C’è un giardiniere timido, Zvi, che sente sulle spalle la tristezza del mondo e che la racconta a tutti per alleggerirsene. C’è la riflessiva e mite Osnat che è stata abbandonata dal marito ma che continua a vivere la sua quotidianità senza tragedie, semplicemente spostando le sue preoccupazioni.
C’è il giovane Moshe che deve lasciare il kibbutz per andare a trovare suo padre che è malato. Quando gli viene chiesto chi incontri durante la sua camminata, egli risponde “ Estranei” perché è estraneo, non conosciuto, quello che c’è fuori.
Questa figura disturbante, che intacca l’equilibrio metodico del kibbutz è rappresentata ancor di più da Yotan. Il giovane ha ricevuto un offerta dallo zio per studiare in Italia. La madre prova a convincere qualche membro dell’assemblea, poiché solo con la votazione favorevole il ragazzo potrà partire. Ma sin da subito le viene fatto capire che l’uscita dal kibbutz e una laurea, non necessaria alla comunità, non sarebbero stati accettati.
Un affresco di figure popolano questo quadro. Alcune passive, o abituate, o magari ignare di come potrebbe essere una realtà diversa. Altre convinte di un sistema che cerca di mettere mano alla natura umana, alle sue inclinazioni, forse in maniera un po’ troppo serrata.
Martin, anziano ed ammalato veterano del kibbutz, sino alla fine porta avanti i principi dell’associazione come dogmi vitali
…non aveva in una stanza né bollitore né tazze personali per una questione di principio: l’accumulo dei beni è la maledizione dell’umano consenso, diceva. La natura delle cose è che a poco a poco diventano padrone dell’anima e la rendono schiava”

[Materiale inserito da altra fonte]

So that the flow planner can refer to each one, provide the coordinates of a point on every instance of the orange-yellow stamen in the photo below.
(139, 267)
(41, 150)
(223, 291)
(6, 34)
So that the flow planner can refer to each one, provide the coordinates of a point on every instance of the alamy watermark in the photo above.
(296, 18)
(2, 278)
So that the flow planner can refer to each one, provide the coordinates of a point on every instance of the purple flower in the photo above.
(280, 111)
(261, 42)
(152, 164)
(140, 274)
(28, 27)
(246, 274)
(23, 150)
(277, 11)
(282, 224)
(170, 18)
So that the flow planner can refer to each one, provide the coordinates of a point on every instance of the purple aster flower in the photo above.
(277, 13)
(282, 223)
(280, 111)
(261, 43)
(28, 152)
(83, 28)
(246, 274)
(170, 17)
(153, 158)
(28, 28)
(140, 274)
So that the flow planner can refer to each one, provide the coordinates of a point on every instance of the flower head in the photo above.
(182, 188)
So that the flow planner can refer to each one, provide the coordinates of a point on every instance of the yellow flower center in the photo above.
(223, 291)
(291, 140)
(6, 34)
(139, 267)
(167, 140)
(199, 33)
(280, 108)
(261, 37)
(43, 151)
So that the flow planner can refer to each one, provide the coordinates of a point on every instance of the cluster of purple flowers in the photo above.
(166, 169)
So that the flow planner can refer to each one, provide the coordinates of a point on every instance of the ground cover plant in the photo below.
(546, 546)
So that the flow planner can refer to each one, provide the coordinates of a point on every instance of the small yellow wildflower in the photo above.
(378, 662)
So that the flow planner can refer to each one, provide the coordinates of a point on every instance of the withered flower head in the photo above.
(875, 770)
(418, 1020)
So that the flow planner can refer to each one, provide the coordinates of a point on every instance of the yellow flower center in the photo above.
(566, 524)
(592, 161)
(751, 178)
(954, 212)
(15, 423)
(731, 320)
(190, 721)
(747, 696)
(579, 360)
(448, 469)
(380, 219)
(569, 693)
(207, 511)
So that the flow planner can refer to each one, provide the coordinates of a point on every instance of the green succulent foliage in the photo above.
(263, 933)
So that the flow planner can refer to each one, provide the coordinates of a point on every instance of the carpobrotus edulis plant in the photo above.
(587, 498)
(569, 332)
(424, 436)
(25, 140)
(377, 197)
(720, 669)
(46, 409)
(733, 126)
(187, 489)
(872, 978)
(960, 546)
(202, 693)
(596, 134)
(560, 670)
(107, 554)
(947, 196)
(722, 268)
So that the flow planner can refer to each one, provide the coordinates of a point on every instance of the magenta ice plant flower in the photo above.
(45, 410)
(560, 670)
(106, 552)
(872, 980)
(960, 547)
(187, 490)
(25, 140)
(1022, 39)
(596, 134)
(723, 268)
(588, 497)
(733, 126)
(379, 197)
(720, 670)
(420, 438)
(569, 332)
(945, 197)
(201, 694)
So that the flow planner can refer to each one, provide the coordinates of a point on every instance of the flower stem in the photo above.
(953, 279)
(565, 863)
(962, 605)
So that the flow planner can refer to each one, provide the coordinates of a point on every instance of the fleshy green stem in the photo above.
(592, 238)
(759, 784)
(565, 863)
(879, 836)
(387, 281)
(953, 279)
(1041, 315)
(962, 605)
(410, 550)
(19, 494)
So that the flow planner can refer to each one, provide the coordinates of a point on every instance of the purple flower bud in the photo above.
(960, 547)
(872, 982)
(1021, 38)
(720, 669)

Arriviamo alla fine del libro con la sensazione di aver visto un film-documentario. Di quelli lenti, rilassanti, che ti aprono le porte ad un mondo nuovo che puoi visitare con tranquillità, decidendo dove fermarti.
Una scrittura semplice, senza ricercatezza ma piacevole. L’idea di raccontare il kibbutz attraverso la vita di alcuni dei suoi membri e sotto forma di racconto è stata vincente ed ha evitato di romanzare troppo l’argomento.
Oz ci ha introdotto in un mondo che altrimenti non potremmo conoscere e l’ha fatto senza prendere posizioni rigide ma lasciando qua e là spunti per potersi fare una propria idea.
Bello, molto interessante e soprattutto all’altezza delle nostre aspettative. Non ci resta che recuperare gli altri scritti di questa sapiente penna. Abbiamo quindi dato 5 su 5 stelle su stile e storia. Della foto in copertina non siamo convinte. Le mille sfumature che Oz ci regala potevano forse trovare un’immagine più espressiva.
Consigliato ai curiosi, a chi ama storie di vita vera. Adatto agli amanti della narrativa di qualità, a chi vuole saperne di più di tradizioni e culture distanti dal proprio vissuto.